Good to hear, and thanks for the reassurance :-) And yeah, I do too well know the problem of having too little time to write something polished, and I do certainly prefer having the discussion in fairly raw form to not having it at all.
One possibility is that MIRI’s arguments actually do look that terrible to you
What I would say is that the arguments start to look really fishy when one thinks about concrete instantiations of the problem.
I’m not really sure what you mean by a “concrete instantiation”. I can think of concrete toy models, of AIs using logical reasoning which know an exact description of their environment as a logical formula, which can’t reason in the way I believe is what we want to achieve, because of the Löbian obstacle. I can’t write down a self-rewriting AGI living in the real world that runs into the Löbian obstacle, but that’s because I can’t write down any AGI that lives in the real world.
My reason for thinking that the Löbian obstacle may be relevant is that, as mentioned in the interview, I think that a real-world seed FAI will probably use (something very much like) formal proofs to achieve the high level of confidence it needs in most of its self-modifications. I feel that formally specified toy models + this informal picture of a real-world FAI are as close to thinking about concrete instantiations as I can get at this point.

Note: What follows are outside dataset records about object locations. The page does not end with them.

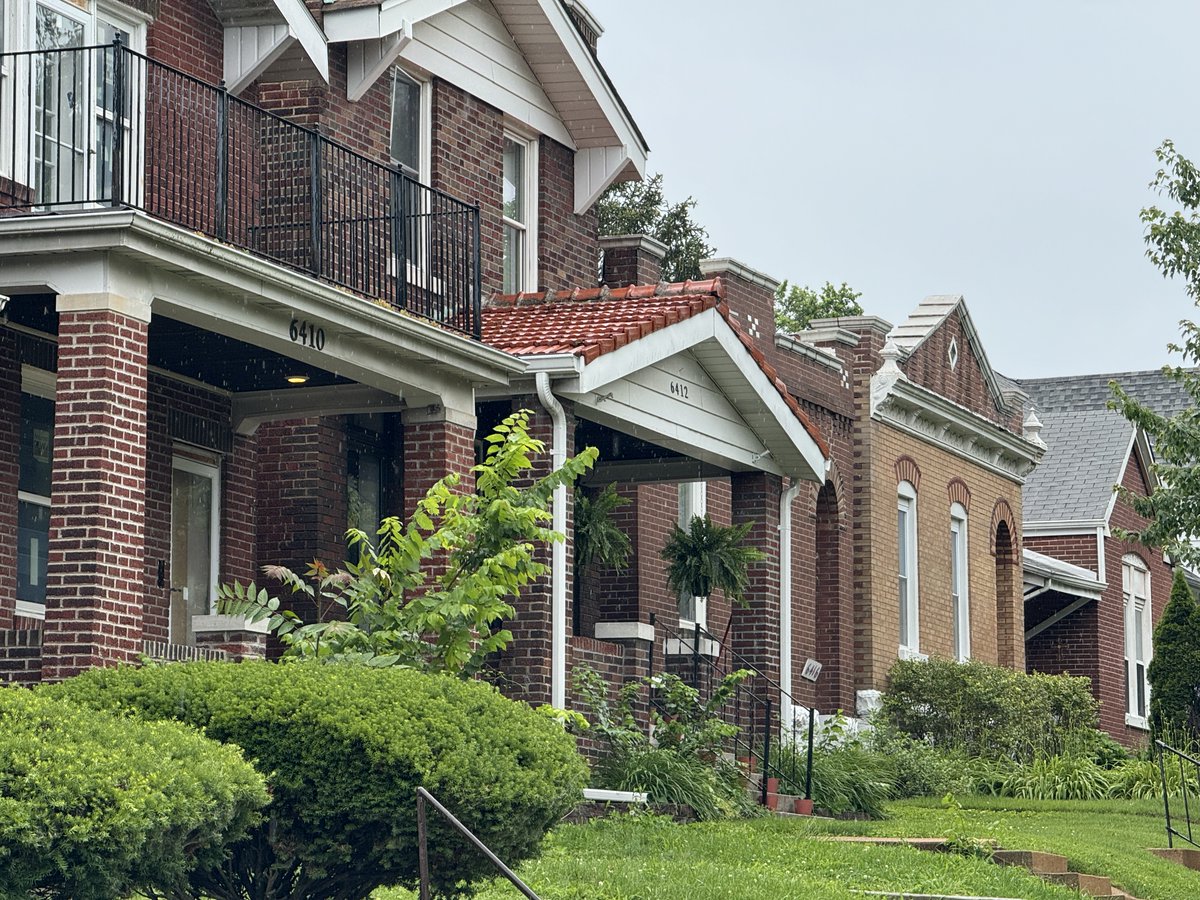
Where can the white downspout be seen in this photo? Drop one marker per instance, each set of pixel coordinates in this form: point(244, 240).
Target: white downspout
point(558, 550)
point(785, 598)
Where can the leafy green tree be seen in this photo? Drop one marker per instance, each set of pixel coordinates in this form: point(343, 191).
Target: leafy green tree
point(1175, 669)
point(797, 306)
point(1173, 239)
point(430, 593)
point(641, 208)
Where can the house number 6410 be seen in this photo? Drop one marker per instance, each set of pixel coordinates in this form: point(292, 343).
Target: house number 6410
point(304, 333)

I may be wrong about this, but it seems to me that when you think about concrete instantiations, you look towards solutions that reason about the precise behavior of the program they’re trying to verify—reasoning like “this variable gets decremented in each iteration of this loop, and when it reaches zero we exit the loop, so we won’t loop forever”. But heuristically, while it seems possible to reason about the program you’re creating in this way, our task is to ensure that we’re creating a program which creates a program which creates a program which goes out to learn about the world and look for the most efficient way to use transistors it finds in the external environment to achieve its goals, and we want to verify that those transistors won’t decide to blow up the world; it seems clear to me that this is going to require reasoning of the type “the program I’m creating is going to reason correctly about the program it is creating”, which is the kind of reasoning that runs into the Löbian obstacle, rather than the kind of reasoning applied by today’s automated verification techniques.
Writing this, I’m not too confident that this will be helpful to getting the idea across. Hope the face-to-face with Paul with help, perhaps also with translating your intuitions to a language that better matches the way I think about things.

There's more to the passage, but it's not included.